S&P noted that Egypt’s real GDP growth rose from 4.2 percent to 4.4 percent in the last fiscal year and is expected to average 4.6 percent annually over the next three years. The agency stated that the government’s commitment to market-determined exchange rates, along with the fiscal and policy anchor provided by the IMF program, is supporting improved macroeconomic performance and fiscal consolidation.
The report also acknowledged the Egyptian government’s efforts to stabilize the economy amid global challenges, including high inflation, rising interest rates, and geopolitical uncertainty. Egypt’s reform program has included the sale of state assets, reduction of subsidies, diversification of revenue sources, and support for the private sector efforts praised by international financial institutions.

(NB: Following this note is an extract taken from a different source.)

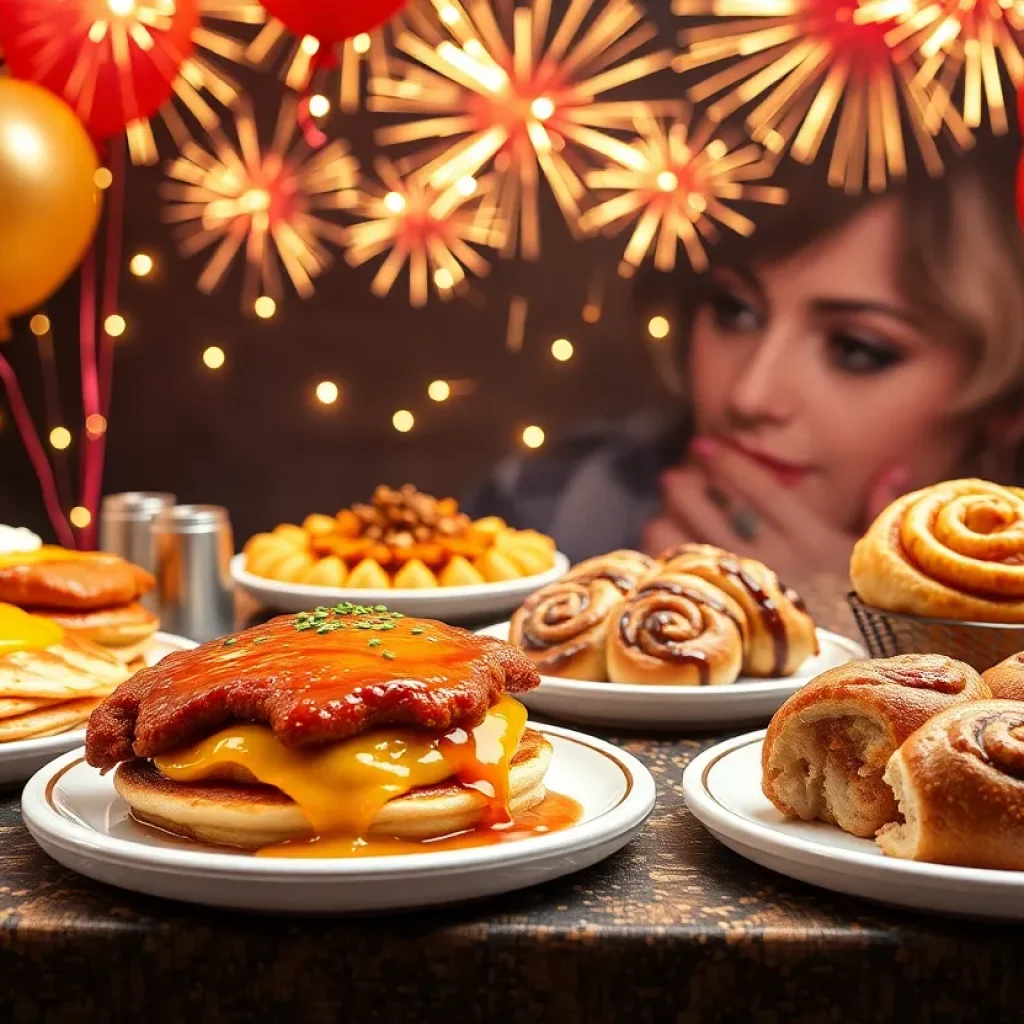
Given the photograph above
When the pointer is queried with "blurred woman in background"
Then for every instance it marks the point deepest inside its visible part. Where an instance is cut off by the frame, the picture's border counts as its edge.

However, S&P cautioned that risks remain, particularly those stemming from the ongoing war in Gaza and the threat posed by Houthi attacks on shipping routes in the Red Sea. These factors could impact the performance of the Suez Canal, a vital source of foreign currency and government revenue.
“The risks associated with the Gaza conflict and regional instability continue to pose potential challenges,” the agency warned. “Houthi threats to maritime traffic in the Red Sea could affect Suez Canal revenues, which are a key part of Egypt’s external income.”
Nevertheless, S&P emphasized Egypt’s regional posture as one of diplomatic neutrality and humanitarian engagement. The agency noted that Egypt is likely to remain outside the direct scope of regional conflicts while continuing to play a pivotal role as a peace mediator and humanitarian corridor to Gaza via the Rafah crossing.
The upgrade comes at a crucial time for Egypt, which is working to attract foreign investment, reduce external debt pressures, and navigate the economic fallout from the prolonged war in Gaza and its ripple effects on trade and tourism. The announcement may bolster investor sentiment ahead of further reforms and planned privatizations under the IMF program.
In conclusion, while acknowledging external headwinds, S&P’s decision reflects growing confidence in Egypt’s economic resilience and reform momentum, positioning the country for a more stable financial outlook if regional tensions remain contained.